The Ansary Stem Cell Institute (ASCI) brings together a premier team of scientists to focus on stem cells, which are primitive, unspecialized cells with the capacity to form all types of cells, tissues, and organs in the body. The Ansary Institute takes a collaborative approach to stem cell research by bringing together scientists from varied areas of biomedical research. The Institute was established in 2004 with a generous gift from Mr. Hushang Ansary. Since then, the Institute garnered approximately $26-million in external funding, including support from the Starr Foundation Tri-Institutional Stem Cell Initiative and the Empire State Stem Cell Board (NYSTEM). Ansary Institute researchers have made groundbreaking discoveries that show significant promise for the future of regenerative medicine (marshalling the body’s own resources to restore itself), the treatment of cardiovascular disease, and more. Recent notable Ansary Institute discoveries include clear steps toward the eventual clinical applicability of stem cells: identifying cells in adult mouse testes that can be converted to stem cells that in turn generate cardiac, vascular, and neuronal cell types; the unlimited expansion of blood-producing stem cell cultures, whereas previous best efforts would result in a colony of stem cells dying after a few days; and the unlimited generation of endothelial cells (the basic building blocks of the circulatory system) from human embryonic stem cells.  The Ansary Institute intends to lead the way in stem cell science to relieve human suffering.

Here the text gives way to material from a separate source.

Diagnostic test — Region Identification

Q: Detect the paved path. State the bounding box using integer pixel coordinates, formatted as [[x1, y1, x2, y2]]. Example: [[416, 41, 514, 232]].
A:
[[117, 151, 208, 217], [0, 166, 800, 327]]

Regulation of hematopoiesis by microvascular endothelium 

The hematopoietic microenvironment is critical for the self-renewal, proliferation, and differentiation of pluripotent hematopoietic stem cells. Within the hematopoietic microenvironment, whether it is embryonic yolk sac, fetal liver, or adult bone marrow, microvascular endothelium not only acts as a gatekeeper controlling the trafficking and homing of hematopoietic progenitors, but also provides cellular contact and secretes cytokines that allow for the preservation of the steady state hematopoiesis. We have developed a technique for the isolation and cultivation of adult bone marrow microvascular endothelium (BMEC) and fetal liver endothelial cells (FLEC). We have shown that BMEC and FLEC monolayers support the trafficking as well as long-term proliferation and terminal-differentiation of CD34 hematopoietic progenitors. Direct cellular contact between endothelial monolayers and progenitor cells enhances the survival and regeneration of pluripotent hematopoietic progenitor cells. Although we have shown that binding of CD34 progenitor cells to BMEC monolayers is partially mediated through interaction between CD34/L-selectin, b1, b2 integrins, and membrane-bound kit-ligand/c-kit receptor ligand pairs, as yet unrecognized membrane-bound adhesion molecule/chemoines are responsible for the self-renewal and homing of the pluripotent stem cells.

The major focus of our laboratory is to isolate and characterize known and novel adhesion and membrane-bound cytokines expressed by endothelium that regulate proliferation and adhesion of hematopoietic stem cells and their progenitors. To this end, we have utilized expression cloning strategy using BMEC and FLEC cDNA libraries to screen for known and novel adhesion/homing receptor and membrane-bound cytokines that regulate proliferation of hematopoietic progenitors. In collaboration with Dr. R. Crystal, adenoviral vectors overexpressing cytokines, and adhesion molecules are being used to examine their function in long-term CD34 progenitor-endothelial coculture studies. Direct introduction of adenoviral vectors expressing stem cell active cytokines, into hematopoietic microenvironment provides novel approaches for the treatment of acquired or congenital hematological disorders.

Neo-angiogenic and stromal profiling of Cancer tissue

Based on the hypothesis that autocrine and paracrine VEGF-A and VEGF-receptor signaling support proliferation and tissue invasive potential of subsets of breast cancer cells, breast cancer activation and proliferation of VEGFR2 and VEGFR3 endothelial cells results in the release of paracrine factors that supports in turn the growth of breast cancer cells. This is based on our previous demonstration that functional VEGF-receptors including VEGFR1, are expressed on subsets of breast cancer cells generating an autocrine loop that is essential for the survival, and progression of subsets of breast cancer cells. Therefore, inhibition of VEGFR/VEGF-A autocrine and paracrine pathways may be effective in inducing apoptosis of proliferating endothelial cells as well as in inhibiting the growth of breast cancer cells.Emerging evidence also suggests that VEGFR1 may also be expressed on the breast cancer SUPPORTIVE tissue. Therefore, targeting the breast cancer stromal tissues may provide a novel means to enhance anti-angiogenic and anti-tumor effect of chemotherapy.